Stephen Colbert declared, “If the president thinks a woman playing Sean Spicer makes him look weak, then he’s really not going to like this picture we made of a little girl pretending to be Donald Trump. And he’s especially not going to like it when you retweet at him with the hashtag #largerhands.”
This statement, which came with the release of a photo of a little girl in a pink dress with a big Trump wig, was where I started to squirm. Because there’s a big difference between a grown woman laying bare the rage of a toxic white masculinity and a photo of a pretty little girl in a Trump wig designed to impugn his manhood, not critique it.
Apparently, the only thing worse than being a little girl is throwing like one, crying like one. What could be worse, in fact, than being a man touched by femininity? A fucking fag? A trans woman who abdicated her rights in a man’s world? Sorry, but we don’t need more misogyny — ever. So fuck you, Stephen Colbert. And everybody whose Trump-baiting humor doesn’t go beyond jokes about Trump’s small, feminine hands.
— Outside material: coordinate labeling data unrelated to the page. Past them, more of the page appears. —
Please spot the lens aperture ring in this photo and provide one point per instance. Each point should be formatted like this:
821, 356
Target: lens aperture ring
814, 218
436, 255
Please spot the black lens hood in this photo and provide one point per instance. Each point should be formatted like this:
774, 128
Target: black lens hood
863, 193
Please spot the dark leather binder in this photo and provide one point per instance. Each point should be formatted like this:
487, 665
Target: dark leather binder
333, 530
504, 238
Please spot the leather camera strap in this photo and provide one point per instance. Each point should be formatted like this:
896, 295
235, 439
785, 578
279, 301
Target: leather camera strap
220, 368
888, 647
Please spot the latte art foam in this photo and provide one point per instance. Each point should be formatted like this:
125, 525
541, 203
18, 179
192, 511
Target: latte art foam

This is especially important with the renaissance of White Nationalism, where the subjugation of women by men is the model for every other domination — Christians over Muslims, whites over blacks, straights over queers, good old American English over every other language, every nation in the world. Yeah, let’s grab ‘em all by the pussy. Who’s the bitch, now?
The control of female bodies, forcing us to remain pregnant and have children whether we want to or not, is not a separate issue from the control of black and brown bodies in the street, and workplace, and school. The defense, even encouragement, of domestic violence against women is the same as the bullying of certain young white males to insure they remain in their place. On top. And know what to do once they get there.
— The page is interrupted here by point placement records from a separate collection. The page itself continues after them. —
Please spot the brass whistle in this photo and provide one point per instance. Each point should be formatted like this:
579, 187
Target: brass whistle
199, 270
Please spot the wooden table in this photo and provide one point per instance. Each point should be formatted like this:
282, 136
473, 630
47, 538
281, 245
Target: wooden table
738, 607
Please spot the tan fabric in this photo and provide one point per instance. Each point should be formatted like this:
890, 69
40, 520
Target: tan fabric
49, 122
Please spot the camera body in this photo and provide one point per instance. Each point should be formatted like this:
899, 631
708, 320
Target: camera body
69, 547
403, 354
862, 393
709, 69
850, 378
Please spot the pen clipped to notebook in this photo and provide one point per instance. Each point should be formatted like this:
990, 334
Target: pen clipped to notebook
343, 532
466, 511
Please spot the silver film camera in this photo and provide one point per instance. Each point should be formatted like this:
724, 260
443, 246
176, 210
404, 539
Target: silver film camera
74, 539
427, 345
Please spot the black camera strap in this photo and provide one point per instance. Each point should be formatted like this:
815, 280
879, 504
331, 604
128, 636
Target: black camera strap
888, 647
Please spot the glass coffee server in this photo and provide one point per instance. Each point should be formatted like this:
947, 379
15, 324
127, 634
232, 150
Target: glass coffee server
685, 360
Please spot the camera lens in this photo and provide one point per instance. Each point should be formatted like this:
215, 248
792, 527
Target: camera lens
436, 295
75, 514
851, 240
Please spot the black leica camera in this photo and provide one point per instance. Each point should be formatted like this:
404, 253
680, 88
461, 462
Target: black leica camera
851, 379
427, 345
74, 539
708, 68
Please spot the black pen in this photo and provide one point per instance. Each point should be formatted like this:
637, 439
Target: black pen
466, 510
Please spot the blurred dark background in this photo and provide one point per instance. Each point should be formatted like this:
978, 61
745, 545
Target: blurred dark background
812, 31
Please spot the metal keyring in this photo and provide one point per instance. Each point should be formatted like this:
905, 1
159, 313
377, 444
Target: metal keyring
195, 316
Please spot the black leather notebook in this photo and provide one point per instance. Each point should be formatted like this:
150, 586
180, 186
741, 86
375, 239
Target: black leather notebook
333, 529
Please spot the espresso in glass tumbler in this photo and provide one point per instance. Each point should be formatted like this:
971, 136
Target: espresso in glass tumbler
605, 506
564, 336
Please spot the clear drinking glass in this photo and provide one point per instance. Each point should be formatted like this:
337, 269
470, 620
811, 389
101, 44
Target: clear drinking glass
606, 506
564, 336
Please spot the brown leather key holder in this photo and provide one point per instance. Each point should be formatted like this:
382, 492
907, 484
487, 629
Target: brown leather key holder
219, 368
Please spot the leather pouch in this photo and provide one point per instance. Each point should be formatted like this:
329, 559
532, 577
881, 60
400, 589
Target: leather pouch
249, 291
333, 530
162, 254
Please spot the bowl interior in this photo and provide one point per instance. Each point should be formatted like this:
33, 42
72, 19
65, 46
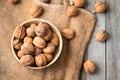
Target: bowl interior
58, 50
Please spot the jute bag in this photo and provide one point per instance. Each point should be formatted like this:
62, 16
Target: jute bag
68, 66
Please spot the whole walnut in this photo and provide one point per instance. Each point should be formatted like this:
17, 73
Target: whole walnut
31, 30
49, 57
100, 7
48, 35
17, 44
20, 32
27, 60
101, 36
68, 33
39, 42
72, 11
50, 48
28, 46
55, 39
89, 66
13, 1
79, 3
40, 60
28, 39
36, 10
41, 29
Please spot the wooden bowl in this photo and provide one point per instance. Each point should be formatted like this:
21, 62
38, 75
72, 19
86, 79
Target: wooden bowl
58, 48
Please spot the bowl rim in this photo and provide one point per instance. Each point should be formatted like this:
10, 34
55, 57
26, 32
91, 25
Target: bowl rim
60, 43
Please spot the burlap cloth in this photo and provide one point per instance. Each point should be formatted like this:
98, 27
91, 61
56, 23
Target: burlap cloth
68, 66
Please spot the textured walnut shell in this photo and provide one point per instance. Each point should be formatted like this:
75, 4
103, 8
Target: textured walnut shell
68, 33
28, 39
17, 44
49, 49
101, 36
41, 29
20, 32
28, 46
49, 57
89, 66
55, 39
100, 7
36, 11
39, 42
27, 60
31, 30
79, 3
40, 60
72, 11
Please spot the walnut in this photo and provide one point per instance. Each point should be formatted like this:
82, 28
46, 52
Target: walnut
20, 32
68, 33
89, 66
36, 10
17, 44
13, 1
55, 39
49, 57
100, 7
72, 11
39, 42
27, 60
40, 60
49, 49
41, 29
101, 36
28, 46
28, 40
31, 30
79, 3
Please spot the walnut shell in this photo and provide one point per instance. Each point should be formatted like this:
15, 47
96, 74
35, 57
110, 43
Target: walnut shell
17, 44
40, 60
28, 39
49, 57
36, 10
41, 29
72, 11
39, 42
89, 66
100, 7
49, 49
20, 32
101, 36
55, 39
79, 3
68, 33
27, 60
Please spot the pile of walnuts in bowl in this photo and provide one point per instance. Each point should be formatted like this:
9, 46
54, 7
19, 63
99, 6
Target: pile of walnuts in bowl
35, 44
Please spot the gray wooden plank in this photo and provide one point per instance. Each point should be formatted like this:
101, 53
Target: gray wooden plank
96, 50
113, 45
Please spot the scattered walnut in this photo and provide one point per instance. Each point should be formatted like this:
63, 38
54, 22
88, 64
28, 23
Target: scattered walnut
68, 33
39, 42
89, 66
49, 57
20, 32
79, 3
27, 60
40, 60
100, 7
17, 44
36, 10
101, 36
55, 39
49, 49
72, 11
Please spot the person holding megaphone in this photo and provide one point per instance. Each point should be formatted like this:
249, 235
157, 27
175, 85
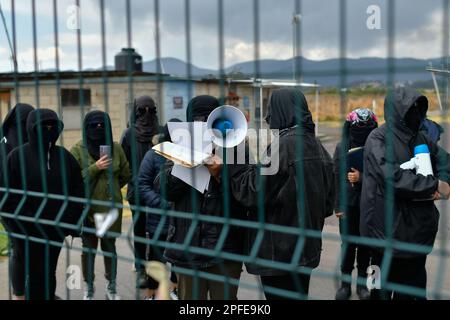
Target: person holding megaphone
399, 155
202, 234
299, 195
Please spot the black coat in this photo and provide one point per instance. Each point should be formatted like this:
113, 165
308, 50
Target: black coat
414, 222
134, 157
281, 193
206, 234
353, 191
150, 167
38, 168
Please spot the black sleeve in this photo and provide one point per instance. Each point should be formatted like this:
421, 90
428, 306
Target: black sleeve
330, 182
75, 209
166, 183
125, 144
12, 181
337, 180
407, 184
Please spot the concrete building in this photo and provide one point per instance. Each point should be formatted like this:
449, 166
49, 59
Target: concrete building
73, 94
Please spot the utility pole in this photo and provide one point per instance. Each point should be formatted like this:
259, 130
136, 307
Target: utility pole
13, 54
295, 41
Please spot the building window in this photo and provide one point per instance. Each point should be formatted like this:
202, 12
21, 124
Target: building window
72, 97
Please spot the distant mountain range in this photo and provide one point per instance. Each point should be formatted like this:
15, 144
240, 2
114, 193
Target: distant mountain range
325, 72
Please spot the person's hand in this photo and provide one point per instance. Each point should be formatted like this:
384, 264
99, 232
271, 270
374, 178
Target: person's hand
214, 166
353, 177
339, 214
436, 196
103, 163
443, 190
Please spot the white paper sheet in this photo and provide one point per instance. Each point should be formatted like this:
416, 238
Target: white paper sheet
184, 133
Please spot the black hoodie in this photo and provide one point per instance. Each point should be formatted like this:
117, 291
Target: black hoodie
95, 136
10, 134
288, 111
413, 221
287, 108
10, 128
143, 126
185, 198
46, 168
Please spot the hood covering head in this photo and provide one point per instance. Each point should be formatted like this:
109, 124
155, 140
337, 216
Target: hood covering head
358, 125
200, 107
97, 132
406, 109
47, 122
164, 134
144, 118
287, 108
15, 123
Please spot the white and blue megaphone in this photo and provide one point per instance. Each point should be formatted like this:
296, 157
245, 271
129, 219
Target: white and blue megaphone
228, 126
421, 161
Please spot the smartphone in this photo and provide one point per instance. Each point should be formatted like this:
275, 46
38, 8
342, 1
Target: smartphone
105, 150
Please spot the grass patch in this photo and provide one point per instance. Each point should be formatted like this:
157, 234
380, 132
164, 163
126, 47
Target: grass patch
3, 242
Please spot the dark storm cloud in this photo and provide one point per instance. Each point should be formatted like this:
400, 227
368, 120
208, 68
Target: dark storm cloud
320, 20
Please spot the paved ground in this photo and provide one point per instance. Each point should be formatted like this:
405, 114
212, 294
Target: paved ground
321, 287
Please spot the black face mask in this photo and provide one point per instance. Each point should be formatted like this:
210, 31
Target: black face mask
413, 119
96, 131
50, 132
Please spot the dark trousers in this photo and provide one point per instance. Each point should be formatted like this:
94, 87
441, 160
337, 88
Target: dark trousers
17, 268
155, 253
140, 248
40, 281
409, 272
108, 246
190, 288
298, 283
350, 224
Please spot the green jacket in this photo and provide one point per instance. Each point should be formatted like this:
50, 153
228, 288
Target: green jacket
99, 180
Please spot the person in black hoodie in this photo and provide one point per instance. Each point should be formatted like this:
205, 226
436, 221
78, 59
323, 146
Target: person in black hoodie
14, 134
205, 234
407, 212
41, 166
358, 125
136, 141
150, 167
288, 112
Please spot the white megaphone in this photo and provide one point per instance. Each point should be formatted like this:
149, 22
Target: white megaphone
421, 161
228, 126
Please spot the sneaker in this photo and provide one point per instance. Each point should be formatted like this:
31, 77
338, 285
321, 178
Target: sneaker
363, 292
111, 292
173, 294
89, 292
343, 293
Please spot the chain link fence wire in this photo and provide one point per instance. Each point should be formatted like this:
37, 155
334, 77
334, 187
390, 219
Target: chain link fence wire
42, 225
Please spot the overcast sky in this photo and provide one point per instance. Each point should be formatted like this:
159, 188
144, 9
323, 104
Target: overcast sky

Using a little girl to attack Trump actually reminded me of Lynndie England — the US Army Reserve private serving in Iraq who got her 15 minutes of fame for agreeing to pose for a photo holding the leash of a naked detainee cowering on the ground at Abu Ghraib prison. In another, she gave a thumbs-up behind a pyramid of naked prisoners. In another, she smiled as a guy was forced to whack off.
She was one of the few who went to jail for abuse of prisoners, but women soldiers under Bush were regularly used to humiliate men who were compelled to crawl on the floor, wear women’s underwear, pose naked. Men were also forced to engage in homosexual acts. Let’s humiliate those Muslim bastards any way we can.
While Colbert didn’t torture anybody, the image of the little girl was used in the same way — to pollute, to provoke disgust and ridicule. Like the “SNL” jokes about Trump’s attraction for a bare-chested Putin.
Nothing good will come of it. It never has. The Abu Ghraib photos boosted anti-US sentiment worldwide, became big recruiting tools for Al Qaeda, were cited for the execution of American Nicholas Berg, and set back progress for women and queers.
In the US, sneering only at his masculinity might piss off Trump, but it won’t help us, won’t do anything to undercut his desire to be a “real man” and dominate America by violence, instability, and hate.
Kelly Cogswell is the author of “Eating Fire: My Life as a Lesbian Avenger,” from the University of Minnesota Press.